They were now the centre of a vast mob of hawkers, who formed a
squatting circle, and the verandah was fully stocked. The jewellers
had already untied their nice little tin boxes from their white calico
wrappers, and their contents were displayed on the usual enticing
squares of red saloo.
“Waring Sahib!” screamed an ancient vendor with but one eye.
“Last time, three four years ago, I see you at Charleville Hotel,
Mussouri, I sell your honour one very nice diamond bangle for one
pretty lady——”
“Well, Crackett, I’m not such a fool now. I want a neat pearl pin for
myself.” He proceeded to deliberately select one from a case, and
then added with a grin, “That time, I paying for lady; this time,
gentleman,” pointing to Jervis, “paying for me.”
“I can’t stand it,” cried Jervis, jumping to his feet. “Here is the man
with the chestnut Arab and the spotted cob with pink legs, that has
been persecuting me for two days; and here comes the boy with the
stuffed peacock who has stalked me all morning; and—I see the girl
in the thunder and lightning waistcoat. I know she is going to ask me
to ride with her,” and he snatched up his topee and fled.
Major Byng noticed Jervis at the table d’hôte that evening. He had
been cleverly “cut off” from Waring, and was the prey of two over-
dressed, noisy young women. Mrs. Pollitt was mistaken, second-rate
people did come to India.
“I’ll tell you what, Waring!” he said to that gentleman, who was in
his most jovial, genial humour, “that young fellow is most shamefully
mobbed. His valet has given him away. If you don’t look out, he will
slip his heel ropes and bolt home. Pray observe his expression! Just
look at those two women, especially at the one who is measuring the
size of her waist with her serviette, for his information. He will go
back by the next steamer; it is written on his forehead!”
“No, he won’t do that,” rejoined Clarence, with lazy confidence.
“He has a most particular reason for staying out here for a while; but
I grant you that he is not enjoying himself, and does not appear to
appreciate seeing the world—and it is not a bad old world if you
know the right way to take it. Now, if I were in his shoes,” glancing
expressively across the table, “I’d fool that young woman to the very
top of her bent!”
In the billiard-room, when Mark joined them, Major Byng said—
“I saw your dismal plight at dinner, and pitied you. If you want to
lead a quiet life, and will take an old soldier’s advice, I would say, get
rid of the valet, send him home with half your luggage. Then start
from a fresh place, where no one knows you, with a good
Mussulman bearer, who is a complete stranger to your affairs. Let
Clarence here be paymaster—he can talk the language, and looks
wealthy and important—he won’t mind bearing the brunt, or being
taken for a rich man if the trouble breaks out again, and you can live
in peace and gang your ain gait.”
The Major’s advice was subsequently acted upon,—with most
excellent results. The cousins meanwhile attended the Poonah
races, where Clarence met some old acquaintances.

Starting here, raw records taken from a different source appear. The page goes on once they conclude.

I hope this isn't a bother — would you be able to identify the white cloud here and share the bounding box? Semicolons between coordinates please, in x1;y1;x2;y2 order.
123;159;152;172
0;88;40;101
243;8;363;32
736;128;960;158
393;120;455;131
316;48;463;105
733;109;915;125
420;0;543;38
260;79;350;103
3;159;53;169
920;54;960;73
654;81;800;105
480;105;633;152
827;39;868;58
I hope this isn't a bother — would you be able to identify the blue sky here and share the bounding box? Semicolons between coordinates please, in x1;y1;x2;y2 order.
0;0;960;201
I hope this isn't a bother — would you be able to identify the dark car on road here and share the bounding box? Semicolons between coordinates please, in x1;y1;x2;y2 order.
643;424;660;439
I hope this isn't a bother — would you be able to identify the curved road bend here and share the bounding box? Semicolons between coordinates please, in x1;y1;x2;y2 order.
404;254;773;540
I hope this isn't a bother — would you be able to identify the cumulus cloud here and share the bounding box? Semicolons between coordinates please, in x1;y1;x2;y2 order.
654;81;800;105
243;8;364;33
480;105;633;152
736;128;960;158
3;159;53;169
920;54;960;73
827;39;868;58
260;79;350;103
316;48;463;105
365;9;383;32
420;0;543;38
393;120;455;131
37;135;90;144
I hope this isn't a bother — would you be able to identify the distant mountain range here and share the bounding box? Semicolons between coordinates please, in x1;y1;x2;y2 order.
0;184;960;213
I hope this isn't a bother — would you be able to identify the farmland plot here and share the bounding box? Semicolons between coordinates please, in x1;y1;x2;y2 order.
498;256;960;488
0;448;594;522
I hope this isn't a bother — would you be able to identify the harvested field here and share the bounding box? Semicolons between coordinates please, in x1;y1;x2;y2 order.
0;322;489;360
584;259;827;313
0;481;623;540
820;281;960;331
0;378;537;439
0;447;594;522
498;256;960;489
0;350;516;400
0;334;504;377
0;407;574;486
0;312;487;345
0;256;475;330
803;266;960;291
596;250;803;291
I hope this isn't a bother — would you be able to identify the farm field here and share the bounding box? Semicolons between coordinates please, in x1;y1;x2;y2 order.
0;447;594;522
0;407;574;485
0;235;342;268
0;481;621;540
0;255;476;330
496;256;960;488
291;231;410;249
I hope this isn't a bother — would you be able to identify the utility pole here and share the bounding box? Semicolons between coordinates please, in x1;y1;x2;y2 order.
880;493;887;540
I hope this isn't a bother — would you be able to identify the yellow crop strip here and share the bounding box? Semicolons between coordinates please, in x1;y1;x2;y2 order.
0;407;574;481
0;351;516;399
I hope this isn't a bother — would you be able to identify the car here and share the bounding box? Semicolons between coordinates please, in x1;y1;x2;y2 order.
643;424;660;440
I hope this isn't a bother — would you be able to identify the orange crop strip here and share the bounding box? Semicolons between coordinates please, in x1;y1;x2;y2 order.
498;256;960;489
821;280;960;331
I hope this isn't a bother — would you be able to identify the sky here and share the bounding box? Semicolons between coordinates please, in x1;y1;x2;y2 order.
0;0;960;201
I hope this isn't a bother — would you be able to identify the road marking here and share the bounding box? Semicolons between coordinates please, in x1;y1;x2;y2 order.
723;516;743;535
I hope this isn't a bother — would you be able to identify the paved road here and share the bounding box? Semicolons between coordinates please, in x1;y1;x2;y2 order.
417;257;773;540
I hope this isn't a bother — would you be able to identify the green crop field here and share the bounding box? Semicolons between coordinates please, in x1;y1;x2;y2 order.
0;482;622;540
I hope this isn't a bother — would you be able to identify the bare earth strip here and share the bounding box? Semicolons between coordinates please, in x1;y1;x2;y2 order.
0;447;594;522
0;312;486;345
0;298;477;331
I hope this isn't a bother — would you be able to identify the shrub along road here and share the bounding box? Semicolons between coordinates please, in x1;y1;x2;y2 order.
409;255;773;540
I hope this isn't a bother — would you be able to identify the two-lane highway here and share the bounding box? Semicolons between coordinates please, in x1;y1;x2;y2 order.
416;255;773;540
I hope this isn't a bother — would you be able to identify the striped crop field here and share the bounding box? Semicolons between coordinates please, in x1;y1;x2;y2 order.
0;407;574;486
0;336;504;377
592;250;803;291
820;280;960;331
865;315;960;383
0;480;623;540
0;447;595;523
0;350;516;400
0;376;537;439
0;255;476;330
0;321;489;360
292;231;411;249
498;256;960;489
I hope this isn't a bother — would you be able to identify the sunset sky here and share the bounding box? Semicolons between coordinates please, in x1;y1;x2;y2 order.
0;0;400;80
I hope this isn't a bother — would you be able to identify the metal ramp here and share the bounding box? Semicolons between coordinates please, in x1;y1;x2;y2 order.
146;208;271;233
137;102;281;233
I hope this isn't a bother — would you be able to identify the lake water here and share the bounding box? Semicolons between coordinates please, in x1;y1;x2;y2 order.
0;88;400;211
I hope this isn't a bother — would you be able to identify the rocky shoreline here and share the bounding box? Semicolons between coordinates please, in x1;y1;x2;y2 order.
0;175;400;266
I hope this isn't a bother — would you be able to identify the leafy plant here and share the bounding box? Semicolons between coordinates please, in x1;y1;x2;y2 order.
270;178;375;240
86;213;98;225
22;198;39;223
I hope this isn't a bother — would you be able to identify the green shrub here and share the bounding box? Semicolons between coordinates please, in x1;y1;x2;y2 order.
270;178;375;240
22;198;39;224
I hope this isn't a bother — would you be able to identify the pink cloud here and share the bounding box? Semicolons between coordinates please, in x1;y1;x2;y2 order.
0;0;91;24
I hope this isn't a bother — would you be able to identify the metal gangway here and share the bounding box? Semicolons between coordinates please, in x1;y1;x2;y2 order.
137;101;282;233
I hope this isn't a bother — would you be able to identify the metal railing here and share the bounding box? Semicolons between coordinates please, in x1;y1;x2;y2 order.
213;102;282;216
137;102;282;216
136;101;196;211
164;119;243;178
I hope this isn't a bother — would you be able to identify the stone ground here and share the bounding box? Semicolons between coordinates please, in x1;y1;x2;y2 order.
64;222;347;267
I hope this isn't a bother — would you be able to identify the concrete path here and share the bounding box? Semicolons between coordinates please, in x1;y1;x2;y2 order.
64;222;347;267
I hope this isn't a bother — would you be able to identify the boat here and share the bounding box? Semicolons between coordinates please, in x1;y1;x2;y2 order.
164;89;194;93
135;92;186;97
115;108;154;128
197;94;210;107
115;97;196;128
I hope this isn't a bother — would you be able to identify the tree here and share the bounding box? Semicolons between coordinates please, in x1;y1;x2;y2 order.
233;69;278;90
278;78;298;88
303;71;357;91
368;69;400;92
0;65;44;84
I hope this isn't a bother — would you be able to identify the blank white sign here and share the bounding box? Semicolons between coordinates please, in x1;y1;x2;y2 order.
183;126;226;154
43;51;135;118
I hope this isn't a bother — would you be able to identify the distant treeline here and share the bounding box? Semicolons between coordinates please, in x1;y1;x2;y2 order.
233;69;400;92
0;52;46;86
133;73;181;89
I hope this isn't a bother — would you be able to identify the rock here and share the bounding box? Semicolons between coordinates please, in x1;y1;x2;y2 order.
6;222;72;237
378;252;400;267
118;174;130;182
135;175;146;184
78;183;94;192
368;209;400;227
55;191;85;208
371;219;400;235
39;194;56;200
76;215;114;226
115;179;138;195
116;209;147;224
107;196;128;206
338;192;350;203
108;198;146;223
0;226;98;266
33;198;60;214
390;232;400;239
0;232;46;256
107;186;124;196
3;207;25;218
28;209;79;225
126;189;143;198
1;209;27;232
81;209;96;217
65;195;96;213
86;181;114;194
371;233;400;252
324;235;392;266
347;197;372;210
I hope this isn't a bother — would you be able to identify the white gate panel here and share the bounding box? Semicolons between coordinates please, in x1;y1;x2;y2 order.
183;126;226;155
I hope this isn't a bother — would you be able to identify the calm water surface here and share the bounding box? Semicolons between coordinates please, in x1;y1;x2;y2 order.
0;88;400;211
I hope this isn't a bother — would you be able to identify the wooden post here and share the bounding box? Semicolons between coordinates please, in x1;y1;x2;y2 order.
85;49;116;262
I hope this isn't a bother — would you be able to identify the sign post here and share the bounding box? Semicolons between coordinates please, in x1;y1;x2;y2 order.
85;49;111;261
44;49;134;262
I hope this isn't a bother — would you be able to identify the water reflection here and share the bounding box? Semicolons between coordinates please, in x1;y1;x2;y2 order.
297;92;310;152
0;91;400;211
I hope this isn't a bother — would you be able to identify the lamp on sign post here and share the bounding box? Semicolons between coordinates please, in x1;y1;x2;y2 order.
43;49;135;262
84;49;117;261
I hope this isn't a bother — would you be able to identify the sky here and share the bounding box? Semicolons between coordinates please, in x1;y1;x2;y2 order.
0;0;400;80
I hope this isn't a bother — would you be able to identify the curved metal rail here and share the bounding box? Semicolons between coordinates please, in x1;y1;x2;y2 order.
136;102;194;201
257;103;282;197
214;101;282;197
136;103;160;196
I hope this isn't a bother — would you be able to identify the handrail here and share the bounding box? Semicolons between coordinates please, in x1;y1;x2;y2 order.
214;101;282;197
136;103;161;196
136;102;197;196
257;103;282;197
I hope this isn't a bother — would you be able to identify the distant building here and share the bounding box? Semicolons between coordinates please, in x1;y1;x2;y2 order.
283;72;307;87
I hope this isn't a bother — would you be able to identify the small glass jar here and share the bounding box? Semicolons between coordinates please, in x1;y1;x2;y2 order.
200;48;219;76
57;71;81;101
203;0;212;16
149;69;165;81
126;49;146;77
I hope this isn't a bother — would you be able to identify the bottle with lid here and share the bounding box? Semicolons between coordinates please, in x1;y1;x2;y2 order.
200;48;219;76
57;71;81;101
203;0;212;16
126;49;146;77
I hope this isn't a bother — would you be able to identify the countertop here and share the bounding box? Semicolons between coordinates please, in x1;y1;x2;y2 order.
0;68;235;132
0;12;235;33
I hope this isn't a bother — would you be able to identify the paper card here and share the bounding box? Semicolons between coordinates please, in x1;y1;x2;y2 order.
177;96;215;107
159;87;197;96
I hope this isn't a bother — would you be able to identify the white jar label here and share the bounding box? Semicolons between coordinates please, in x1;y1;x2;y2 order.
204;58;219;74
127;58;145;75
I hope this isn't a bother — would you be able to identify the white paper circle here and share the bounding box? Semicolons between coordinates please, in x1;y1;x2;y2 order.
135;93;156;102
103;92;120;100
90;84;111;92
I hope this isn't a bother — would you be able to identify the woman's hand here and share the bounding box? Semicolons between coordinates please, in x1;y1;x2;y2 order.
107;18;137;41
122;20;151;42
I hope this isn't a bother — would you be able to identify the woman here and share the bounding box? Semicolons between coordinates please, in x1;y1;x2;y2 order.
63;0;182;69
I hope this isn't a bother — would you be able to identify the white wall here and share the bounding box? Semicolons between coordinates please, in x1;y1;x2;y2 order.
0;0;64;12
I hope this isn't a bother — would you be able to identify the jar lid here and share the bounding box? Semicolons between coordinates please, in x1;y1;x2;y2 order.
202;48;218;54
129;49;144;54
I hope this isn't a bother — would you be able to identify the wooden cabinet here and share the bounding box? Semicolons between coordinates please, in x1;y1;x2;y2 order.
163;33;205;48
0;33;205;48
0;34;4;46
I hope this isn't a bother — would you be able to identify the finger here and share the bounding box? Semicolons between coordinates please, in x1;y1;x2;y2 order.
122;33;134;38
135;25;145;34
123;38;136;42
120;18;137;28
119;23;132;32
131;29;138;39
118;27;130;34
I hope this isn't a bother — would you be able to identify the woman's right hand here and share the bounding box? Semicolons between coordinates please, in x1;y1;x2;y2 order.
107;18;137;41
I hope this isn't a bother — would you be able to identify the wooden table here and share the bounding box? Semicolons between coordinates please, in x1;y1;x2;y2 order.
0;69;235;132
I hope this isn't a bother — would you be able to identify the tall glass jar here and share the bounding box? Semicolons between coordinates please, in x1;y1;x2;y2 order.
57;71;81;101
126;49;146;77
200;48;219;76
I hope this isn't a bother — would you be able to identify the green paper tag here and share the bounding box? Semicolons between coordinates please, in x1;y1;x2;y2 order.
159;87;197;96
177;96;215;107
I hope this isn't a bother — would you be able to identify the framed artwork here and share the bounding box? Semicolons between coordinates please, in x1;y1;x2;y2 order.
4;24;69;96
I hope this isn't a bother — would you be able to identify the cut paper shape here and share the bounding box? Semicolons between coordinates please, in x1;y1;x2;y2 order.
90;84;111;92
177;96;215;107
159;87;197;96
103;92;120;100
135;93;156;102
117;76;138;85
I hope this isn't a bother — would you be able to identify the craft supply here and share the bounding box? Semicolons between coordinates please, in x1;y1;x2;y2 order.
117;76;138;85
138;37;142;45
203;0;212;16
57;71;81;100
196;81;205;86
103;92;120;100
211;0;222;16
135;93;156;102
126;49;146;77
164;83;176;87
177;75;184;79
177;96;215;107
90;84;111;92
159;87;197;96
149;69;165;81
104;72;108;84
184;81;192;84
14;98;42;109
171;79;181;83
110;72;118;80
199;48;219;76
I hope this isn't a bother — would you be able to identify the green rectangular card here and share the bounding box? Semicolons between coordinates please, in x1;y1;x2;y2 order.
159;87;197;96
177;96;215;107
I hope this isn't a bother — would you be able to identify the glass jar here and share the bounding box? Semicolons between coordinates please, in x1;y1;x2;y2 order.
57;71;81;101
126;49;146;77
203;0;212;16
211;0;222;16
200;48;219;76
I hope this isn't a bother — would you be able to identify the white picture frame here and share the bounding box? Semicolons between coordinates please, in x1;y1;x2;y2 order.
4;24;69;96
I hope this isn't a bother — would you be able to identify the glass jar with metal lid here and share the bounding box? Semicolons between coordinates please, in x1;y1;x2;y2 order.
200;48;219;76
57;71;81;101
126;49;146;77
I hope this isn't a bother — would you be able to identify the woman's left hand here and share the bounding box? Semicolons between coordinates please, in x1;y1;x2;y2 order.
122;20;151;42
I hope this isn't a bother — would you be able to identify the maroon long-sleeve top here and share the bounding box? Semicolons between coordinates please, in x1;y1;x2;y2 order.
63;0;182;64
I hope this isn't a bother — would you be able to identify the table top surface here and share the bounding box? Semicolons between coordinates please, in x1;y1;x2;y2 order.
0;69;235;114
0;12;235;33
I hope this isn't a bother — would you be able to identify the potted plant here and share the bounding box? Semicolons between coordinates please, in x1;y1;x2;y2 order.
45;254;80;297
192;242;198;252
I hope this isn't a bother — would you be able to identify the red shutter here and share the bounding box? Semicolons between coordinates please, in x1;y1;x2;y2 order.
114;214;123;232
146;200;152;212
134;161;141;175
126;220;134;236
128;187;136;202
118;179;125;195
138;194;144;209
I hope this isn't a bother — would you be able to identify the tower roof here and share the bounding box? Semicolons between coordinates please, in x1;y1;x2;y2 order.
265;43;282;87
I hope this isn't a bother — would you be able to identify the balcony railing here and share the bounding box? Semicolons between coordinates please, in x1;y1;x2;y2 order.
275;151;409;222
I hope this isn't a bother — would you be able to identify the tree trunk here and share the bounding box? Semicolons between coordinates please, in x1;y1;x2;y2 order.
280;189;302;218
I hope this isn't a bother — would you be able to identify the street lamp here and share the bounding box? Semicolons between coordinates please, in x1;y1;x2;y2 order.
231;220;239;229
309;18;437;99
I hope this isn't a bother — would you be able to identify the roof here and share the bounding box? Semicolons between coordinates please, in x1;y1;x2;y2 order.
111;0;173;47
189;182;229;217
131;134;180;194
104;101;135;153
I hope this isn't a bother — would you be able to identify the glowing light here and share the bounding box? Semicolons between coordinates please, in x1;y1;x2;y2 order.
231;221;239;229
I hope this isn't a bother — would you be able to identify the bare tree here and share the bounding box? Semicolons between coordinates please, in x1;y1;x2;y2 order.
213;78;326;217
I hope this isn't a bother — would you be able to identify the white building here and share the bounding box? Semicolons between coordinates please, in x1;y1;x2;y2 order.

One of them privately remarked to Major Byng—
“Waring seems to have nine lives, like a cat, and looks most
festive and prosperous. I saw him doing a capital ready-money
business with the ‘Bookies’ just now—and he is a good customer to
the Para Mutual. It is a little startling to see him in the character of
mentor. I only hope he won’t get into many scrapes!”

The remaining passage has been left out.